En este marco, la desclasificación más reciente de documentos en Washington vuelve a confirmar la implicación estadounidense: un memorándum del 8 de septiembre de 1973 advertía al presidente Richard Nixon sobre un “posible intento de golpe” contra Allende; y otro, fechado el mismo 11 de septiembre, informaba que varias “unidades militares clave” apoyaban el derrocamiento. Es decir, la Casa Blanca no solo estaba informada, sino que toleró —y según distintas investigaciones, promovió— el quiebre democrático en Chile.
De esta manera, el golpe del 11 de septiembre de 1973 no puede leerse de manera aislada. Fue la antesala de un entramado continental de violencia que tuvo en el Plan Cóndor su expresión más brutal, donde la represión se globalizó a escala regional con la complicidad de Washington.
Un legado vigente
El golpe no solo truncó un proyecto de transformación social, sino que abrió un largo periodo de dictadura en Chile. Durante 17 años, el país estuvo marcado por la represión, la censura, la desaparición forzada de miles de personas y el exilio de quienes se opusieron al régimen de Pinochet.
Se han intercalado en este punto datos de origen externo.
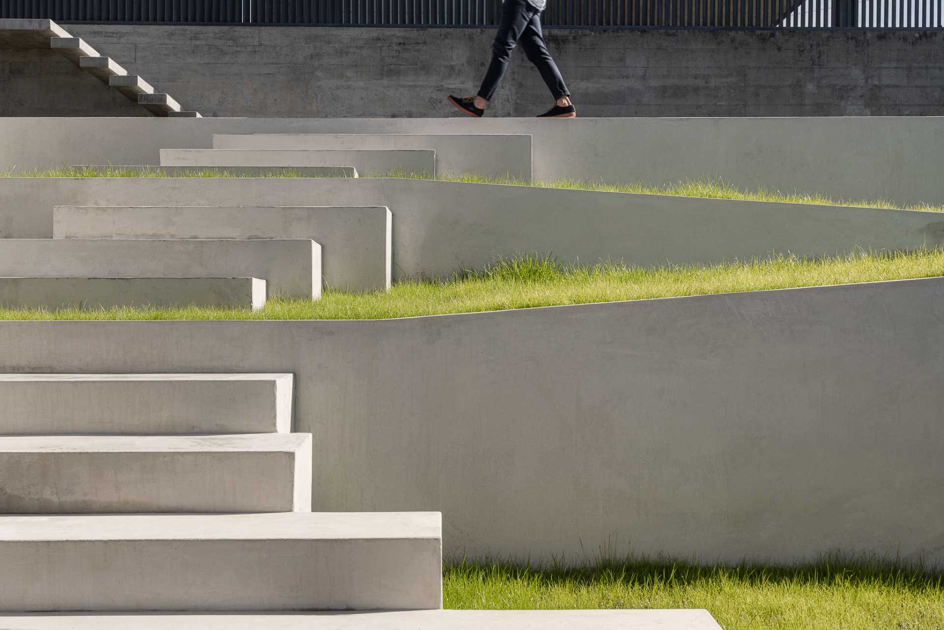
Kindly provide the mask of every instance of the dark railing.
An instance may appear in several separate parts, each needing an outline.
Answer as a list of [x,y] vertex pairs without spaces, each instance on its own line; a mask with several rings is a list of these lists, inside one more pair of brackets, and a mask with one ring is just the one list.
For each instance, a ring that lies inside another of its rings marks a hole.
[[[944,28],[944,0],[548,0],[547,26]],[[494,26],[501,0],[0,0],[63,23]]]

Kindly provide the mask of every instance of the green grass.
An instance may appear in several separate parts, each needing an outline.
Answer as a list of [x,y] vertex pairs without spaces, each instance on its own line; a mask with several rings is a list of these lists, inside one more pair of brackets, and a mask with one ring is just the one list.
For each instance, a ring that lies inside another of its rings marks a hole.
[[408,280],[389,292],[326,291],[318,301],[271,299],[245,309],[3,310],[0,319],[385,319],[534,306],[708,295],[944,275],[944,249],[824,259],[774,256],[712,266],[565,265],[517,256],[443,281]]
[[447,608],[707,608],[725,630],[944,628],[944,573],[874,560],[795,567],[631,559],[447,564]]

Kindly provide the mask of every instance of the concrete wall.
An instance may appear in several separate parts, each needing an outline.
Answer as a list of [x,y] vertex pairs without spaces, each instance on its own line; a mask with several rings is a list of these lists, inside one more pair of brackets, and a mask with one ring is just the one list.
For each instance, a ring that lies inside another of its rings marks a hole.
[[293,372],[312,509],[442,510],[449,554],[944,562],[941,338],[936,278],[380,321],[7,321],[0,372]]
[[0,118],[0,171],[158,164],[161,148],[209,148],[214,133],[523,133],[533,138],[538,179],[664,184],[707,177],[746,188],[944,204],[944,117]]
[[[254,117],[459,115],[445,96],[478,89],[495,34],[67,28],[186,109]],[[547,38],[584,116],[944,114],[941,32],[548,29]],[[121,97],[114,107],[106,102],[97,80],[69,77],[67,61],[27,59],[0,56],[8,94],[0,115],[128,115]],[[549,105],[537,72],[516,52],[490,115],[533,116]]]

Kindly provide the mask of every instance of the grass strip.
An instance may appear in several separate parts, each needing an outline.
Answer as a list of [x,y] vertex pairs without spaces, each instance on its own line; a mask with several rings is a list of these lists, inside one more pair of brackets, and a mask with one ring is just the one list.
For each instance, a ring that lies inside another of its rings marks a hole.
[[72,307],[0,309],[3,320],[389,319],[536,306],[711,295],[944,275],[944,249],[859,252],[822,259],[771,256],[656,268],[561,264],[547,256],[500,259],[445,280],[404,280],[388,292],[326,290],[317,301],[270,299],[262,309]]

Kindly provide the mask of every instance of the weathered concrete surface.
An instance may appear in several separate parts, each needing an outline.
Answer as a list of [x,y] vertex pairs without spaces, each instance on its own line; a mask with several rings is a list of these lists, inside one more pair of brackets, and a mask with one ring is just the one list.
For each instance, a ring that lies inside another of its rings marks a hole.
[[[461,115],[490,28],[70,25],[103,55],[212,116]],[[545,31],[583,116],[944,114],[944,33],[623,29]],[[0,57],[0,61],[6,61]],[[10,68],[13,71],[13,65]],[[71,115],[42,68],[4,81],[0,115]],[[93,84],[90,84],[93,85]],[[26,101],[40,109],[17,106]],[[551,97],[515,52],[489,116],[535,116]],[[85,115],[109,115],[89,103]],[[561,121],[550,121],[554,124]],[[645,150],[641,151],[645,153]]]
[[439,608],[441,558],[435,512],[0,517],[0,609]]
[[310,238],[325,283],[390,288],[392,215],[384,207],[57,206],[53,238]]
[[311,512],[312,434],[3,436],[0,479],[3,514]]
[[308,239],[4,239],[4,276],[261,278],[270,297],[316,299],[321,247]]
[[438,175],[531,179],[531,139],[495,133],[214,134],[226,149],[433,149]]
[[430,150],[160,149],[161,166],[347,166],[361,175],[403,171],[436,175]]
[[0,435],[292,430],[292,374],[87,372],[0,374]]
[[452,555],[941,563],[941,338],[936,278],[380,321],[9,321],[0,369],[294,372],[315,509],[441,510]]
[[0,616],[18,630],[720,630],[707,610],[396,610]]
[[258,278],[0,278],[0,306],[59,309],[82,305],[265,305],[265,281]]
[[0,118],[0,170],[158,164],[160,149],[208,147],[214,133],[524,133],[533,138],[537,179],[662,185],[720,178],[750,189],[944,204],[944,117]]
[[[61,203],[383,205],[393,214],[395,278],[447,276],[515,253],[657,265],[944,244],[939,213],[403,179],[0,178],[0,236],[50,235]],[[168,233],[183,232],[159,235]]]

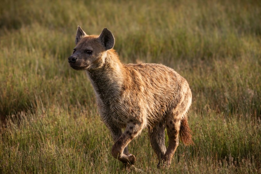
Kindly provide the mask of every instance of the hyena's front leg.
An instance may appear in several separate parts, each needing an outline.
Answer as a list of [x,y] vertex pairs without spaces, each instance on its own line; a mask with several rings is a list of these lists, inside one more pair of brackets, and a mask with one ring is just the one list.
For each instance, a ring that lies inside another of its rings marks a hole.
[[132,124],[127,125],[125,131],[112,146],[111,154],[113,157],[124,163],[132,164],[136,161],[133,155],[124,154],[123,150],[133,138],[138,134],[144,127],[145,122]]

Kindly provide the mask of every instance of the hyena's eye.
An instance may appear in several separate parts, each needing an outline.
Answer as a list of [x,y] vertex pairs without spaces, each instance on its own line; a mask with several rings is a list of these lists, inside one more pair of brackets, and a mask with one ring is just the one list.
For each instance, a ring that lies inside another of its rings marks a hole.
[[91,50],[85,50],[84,51],[84,53],[88,54],[92,54],[92,51],[91,51]]

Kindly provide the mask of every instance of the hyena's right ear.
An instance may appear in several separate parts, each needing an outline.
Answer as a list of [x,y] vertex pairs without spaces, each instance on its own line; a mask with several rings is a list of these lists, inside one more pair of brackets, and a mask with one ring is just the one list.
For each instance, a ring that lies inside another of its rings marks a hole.
[[87,34],[84,31],[84,30],[81,28],[81,27],[78,26],[78,28],[77,29],[77,33],[76,33],[76,37],[75,37],[75,45],[79,42],[81,40],[82,38],[87,36]]

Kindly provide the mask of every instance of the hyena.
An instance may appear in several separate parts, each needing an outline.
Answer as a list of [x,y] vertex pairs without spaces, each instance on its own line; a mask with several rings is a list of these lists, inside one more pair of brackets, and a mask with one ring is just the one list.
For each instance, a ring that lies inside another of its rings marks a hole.
[[[136,158],[129,152],[128,144],[146,128],[158,160],[158,167],[168,168],[179,135],[185,144],[193,143],[187,116],[192,100],[188,82],[162,65],[121,63],[113,49],[114,43],[107,28],[99,35],[88,35],[78,26],[70,65],[86,70],[102,120],[115,142],[113,157],[134,164]],[[166,149],[165,128],[169,140]]]

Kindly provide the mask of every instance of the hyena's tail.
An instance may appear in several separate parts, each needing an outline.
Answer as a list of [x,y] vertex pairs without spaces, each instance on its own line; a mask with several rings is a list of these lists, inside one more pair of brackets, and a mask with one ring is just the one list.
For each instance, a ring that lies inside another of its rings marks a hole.
[[181,120],[179,130],[179,137],[182,142],[185,145],[194,144],[191,135],[191,130],[189,126],[188,118],[186,114]]

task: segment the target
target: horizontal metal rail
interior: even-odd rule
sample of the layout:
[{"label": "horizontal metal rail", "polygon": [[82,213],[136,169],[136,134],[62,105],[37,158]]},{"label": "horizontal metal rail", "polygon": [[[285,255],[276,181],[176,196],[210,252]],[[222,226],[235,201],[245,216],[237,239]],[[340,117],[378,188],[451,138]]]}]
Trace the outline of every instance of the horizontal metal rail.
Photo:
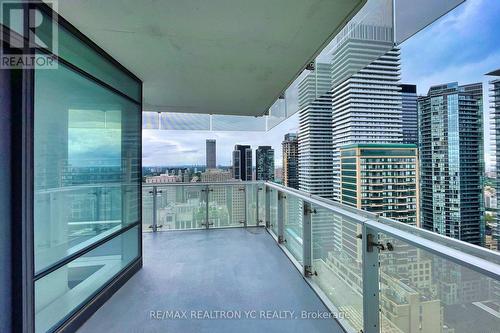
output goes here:
[{"label": "horizontal metal rail", "polygon": [[[287,195],[295,196],[313,205],[325,208],[335,214],[359,223],[360,225],[367,225],[387,236],[397,238],[419,249],[428,251],[446,260],[450,260],[480,274],[484,274],[487,277],[500,280],[500,265],[498,264],[498,262],[500,262],[500,253],[498,252],[490,251],[488,249],[443,235],[438,235],[428,230],[405,225],[399,221],[381,218],[376,214],[348,207],[337,202],[319,198],[315,195],[290,189],[279,184],[266,182],[265,185],[271,189],[286,193]],[[379,220],[383,220],[385,223],[381,223]],[[394,226],[388,225],[387,222],[394,223]],[[400,224],[403,224],[404,227],[400,226]],[[402,230],[402,228],[407,229],[407,231]],[[411,229],[414,229],[414,233],[409,232]],[[432,235],[433,239],[426,238],[425,236],[427,234],[430,234],[429,236]],[[443,240],[442,243],[435,241],[441,239]],[[459,248],[463,248],[463,250]]]}]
Cinco décadas después, Salvador Allende es recordado en todo el mundo como un símbolo de resistencia frente al autoritarismo. Su legado se mantiene vivo no solo en Chile, sino en cada movimiento social, organización popular o causa democrática que lucha por la justicia y la igualdad.
Allende encarna, quizás como pocos, la idea de que la política puede ser un espacio de entrega y de compromiso con la dignidad humana. Su muerte en La Moneda lo convirtió en un mártir de la democracia, pero su vida y su pensamiento siguen iluminando el camino de quienes creen en la posibilidad de un mundo más justo.
A 52 años de aquel 11 de septiembre, la pregunta que dejó planteada continúa vigente: ¿Qué es más justo, conquistar la luna o garantizar que en la tierra nadie sea condenado a la pobreza y la exclusión?